Particulate material 112 processed in extractor 102 is conveyed out of solvent pool 152 and discharged through outlet 110 via a conveyor. In the configuration of FIG. 5, for instance, conveyor 154C conveys particulate material 112 out of solvent pool 152 towards discharge 110. Residual solvent retained by processed particulate material 112 can drain under the force of gravity back into solvent pool 152. For this reason, the final bed deck or discharge deck 156 along which particulate material 112 travels towards outlet 110 may be sloped upwardly away from solvent pool 152. Solvent carried with particulate material 112 out of solvent pool may drain down the sloped bed deck back into the solvent pool, helping to minimize the amount of solvent carried out extractor 102 by the processed solids material being discharged from the extractor.

After being processed on extractor 102, residual extracted solid matter 112 discharging from feed outlet 110 and miscella containing solvent intermixed with extracted oil can be further processed, e.g., as discussed above with respect to FIG. 3.

The following examples may provide additional details about hemp oil extraction systems and techniques in accordance with the disclosure.

EXAMPLES

Example 1: Flaking Characteristics

An experiment was conducted to evaluate the flaking characteristics of a hemp heart material. A pilot-scale flaker with dual counterrotating rolls was used as the test apparatus. Flakes were made at three roll gap sizes of 0.005″, 0.008″, and 0.012″ under otherwise consistent flaking conditions. A random sample of 25 flakes was then taken and size measured to evaluate the distribution and characteristics of the resulting flakes.

FIGS. 6A and 6B are plots of cumulative flake thickness distributions and flake thickness distributions for the experiments conducted. Table 1 below shows measured thickness data for each experimental run.

TABLE 1
Flake thickness data

Gap	1000 × in	5	8	12	Unflaked
Mean Thickness	1000 × in	11.7	17.2	19.8	25.6
Std. Dev.	1000 × in	3.3	3.6	2.3	4.2

The data in Table 1 and FIGS. 6A and 6B show considerable differences in the distribution of flake thickness at each roll gap setting. Unexpectedly, the mean flake thickness observed was approximately 1.5 to 2.5 times the roll gap spacing set for the flaker. This indicated the hemp material exhibited considerable spring back and elastic re-expansion after flaking.

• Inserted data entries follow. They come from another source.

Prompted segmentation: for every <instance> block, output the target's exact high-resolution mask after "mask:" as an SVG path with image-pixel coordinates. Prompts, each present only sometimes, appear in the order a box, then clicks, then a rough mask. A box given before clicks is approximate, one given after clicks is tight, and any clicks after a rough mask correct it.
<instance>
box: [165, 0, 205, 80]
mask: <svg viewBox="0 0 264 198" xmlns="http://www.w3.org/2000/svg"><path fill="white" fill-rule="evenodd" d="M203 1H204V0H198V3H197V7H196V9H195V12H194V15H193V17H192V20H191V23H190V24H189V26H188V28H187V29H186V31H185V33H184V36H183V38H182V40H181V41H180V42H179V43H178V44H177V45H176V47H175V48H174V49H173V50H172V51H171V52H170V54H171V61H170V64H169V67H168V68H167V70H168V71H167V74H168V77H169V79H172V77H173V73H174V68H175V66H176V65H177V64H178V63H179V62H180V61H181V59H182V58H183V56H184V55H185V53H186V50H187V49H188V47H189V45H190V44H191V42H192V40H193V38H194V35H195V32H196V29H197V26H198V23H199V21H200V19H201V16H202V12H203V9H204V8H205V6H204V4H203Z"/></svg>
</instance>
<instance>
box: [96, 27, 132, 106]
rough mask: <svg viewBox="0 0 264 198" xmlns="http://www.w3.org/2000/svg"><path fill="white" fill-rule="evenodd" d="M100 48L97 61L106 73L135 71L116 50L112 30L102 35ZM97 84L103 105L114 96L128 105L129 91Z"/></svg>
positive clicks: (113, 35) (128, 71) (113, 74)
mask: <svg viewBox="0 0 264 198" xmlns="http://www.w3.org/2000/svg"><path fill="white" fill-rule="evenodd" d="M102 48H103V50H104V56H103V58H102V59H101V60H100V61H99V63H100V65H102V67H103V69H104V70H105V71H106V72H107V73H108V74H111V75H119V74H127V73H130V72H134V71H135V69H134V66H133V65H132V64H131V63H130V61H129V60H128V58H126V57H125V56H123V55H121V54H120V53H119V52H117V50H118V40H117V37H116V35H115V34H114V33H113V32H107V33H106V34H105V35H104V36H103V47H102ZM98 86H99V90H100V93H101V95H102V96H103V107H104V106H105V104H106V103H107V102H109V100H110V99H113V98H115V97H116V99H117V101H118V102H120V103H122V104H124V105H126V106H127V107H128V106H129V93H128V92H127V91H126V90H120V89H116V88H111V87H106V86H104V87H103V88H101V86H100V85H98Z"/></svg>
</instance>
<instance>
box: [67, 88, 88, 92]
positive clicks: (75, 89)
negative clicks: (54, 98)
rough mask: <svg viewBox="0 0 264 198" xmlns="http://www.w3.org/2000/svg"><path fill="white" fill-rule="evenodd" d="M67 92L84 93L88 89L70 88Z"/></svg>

Example 2: Extraction Kinetics

After forming a flaked hemp material at the three different roll gap settings discussed in Example 1 above, an experiment was conducted to quantify the extraction kinetics for an immersion style extraction for each of the flaked samples. The flaked hemp material was immersed in fresh ethanol solvent, with fresh solvent continuously feed to the extraction chamber and miscella collected fractionally.

FIG. 7A is a plot of cumulative nonvolatiles extracted from the flaked hemp samples of different thickness versus time. FIG. 7B is a plot of cumulative nonvolatiles extracted from the flaked hemp samples of different thickness versus cumulative miscella recovered. The data show that the flaked hemp samples flaked at roll gap sizes of 0.005″ and 0.008″ exhibited similar extraction kinetics that were substantially faster than the extraction kinetics of the flaked hemp sample flaked at a roll gap size of 0.012″. This shows that faster extraction is achieved with thinner flakes, after accounting for variation in the initial delay due to drainage rate differences.

After extraction, the extracted flaked hemp material was withdrawn from the solvent in which it was immersed. A six inch bed of each extracted flaked hemp sample of different thickness was placed on a porous screen and solvent carryover and drainage times measured. The flaked hemp samples were compared to historical drainage data for soy flakes. FIG. 8 is a plot of solvent concentration in the extracted flaked hemp sample versus time for each of the hemp samples of different thickness. The data show that drainage time improves with increasing flake thickness and corresponding roll gap size.